1>as for any tires, keep the track clean.


2> sometimes you put on a pair of tires and you have too much grip. You put on another pair and there is too much slide. So, what I have done is put 1 of each on the car and found that has helped the drive-ability of the car. because they are slip on tires, it is easy to swap them around. So you may find that 1 black supertire and 1 orange may be the ticket.

3>ovals and some road courses may benefit from a stagger setup. Again using supertires make easy to swap and test tires.

4>warped chassis: adding a bigger or small tire can fix the problem, nothing like having 4 wheels on the ground.

5>using a smaller hub than the tire ID can add a little slip differential to the car smoothing out the turns. you want a hair of slip before the hub and tire sync up.

I run mine dry, but I have heard of others that use a little oil

6>The nice thing with super tires is the rounded edge which some folks run on the inside of the hub. My testing shows they run better on the out side.
but the track and driving style is the key.

just some thoughts


----------



## alpink (Aug 22, 2010)

am I having deja vu? 
LOL


----------



## slotking (May 27, 2008)

yes

I figure to put on multiple BB just to help out those that want it


----------



## alpink (Aug 22, 2010)

LOL slotking
and
thank you


----------



## Rich Dumas (Sep 3, 2008)

If your car has too much grip when the tires are clean try cleaning just one tire. I race with a guy that does that all of the time.


----------



## slotking (May 27, 2008)

> If your car has too much grip when the tires are clean try cleaning just one tire. I race with a guy that does that all of the time.

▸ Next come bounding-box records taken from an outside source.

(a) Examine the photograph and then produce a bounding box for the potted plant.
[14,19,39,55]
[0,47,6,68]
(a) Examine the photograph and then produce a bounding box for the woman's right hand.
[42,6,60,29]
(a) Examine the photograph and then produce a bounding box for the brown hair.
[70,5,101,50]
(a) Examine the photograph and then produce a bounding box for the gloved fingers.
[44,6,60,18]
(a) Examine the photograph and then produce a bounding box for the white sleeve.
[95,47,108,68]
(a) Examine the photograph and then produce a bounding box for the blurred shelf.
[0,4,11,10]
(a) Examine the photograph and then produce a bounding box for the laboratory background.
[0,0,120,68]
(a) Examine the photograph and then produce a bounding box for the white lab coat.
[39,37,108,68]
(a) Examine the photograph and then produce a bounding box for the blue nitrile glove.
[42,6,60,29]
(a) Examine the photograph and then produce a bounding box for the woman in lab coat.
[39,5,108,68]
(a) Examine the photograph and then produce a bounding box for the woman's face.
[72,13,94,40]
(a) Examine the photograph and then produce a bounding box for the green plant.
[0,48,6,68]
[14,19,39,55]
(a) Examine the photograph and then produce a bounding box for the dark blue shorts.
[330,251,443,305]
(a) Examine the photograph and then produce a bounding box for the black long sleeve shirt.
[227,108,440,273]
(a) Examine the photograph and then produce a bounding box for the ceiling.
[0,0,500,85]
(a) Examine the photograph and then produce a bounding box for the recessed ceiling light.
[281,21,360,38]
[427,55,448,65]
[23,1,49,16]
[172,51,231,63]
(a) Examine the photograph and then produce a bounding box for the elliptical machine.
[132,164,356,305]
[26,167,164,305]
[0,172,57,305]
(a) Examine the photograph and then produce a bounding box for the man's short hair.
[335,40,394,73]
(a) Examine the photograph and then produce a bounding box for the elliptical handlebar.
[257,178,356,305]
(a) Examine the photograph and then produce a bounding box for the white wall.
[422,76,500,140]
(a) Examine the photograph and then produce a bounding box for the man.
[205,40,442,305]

that is why he can try another compound on the other side.
no need to remember which side to clean.

JMHO


----------



## Bubba 123 (Sep 10, 2010)

slotking said:


> that is why he can try another compound on the other side.
> no need to remember which side to clean.
> 
> JMHO


mine, just "Throw" a back tire, then do a "Spin-out" LOL :thumbsup:

Bubba 123 :wave:

OH, Slotking, BIG TY 4 info :thumbsup:


----------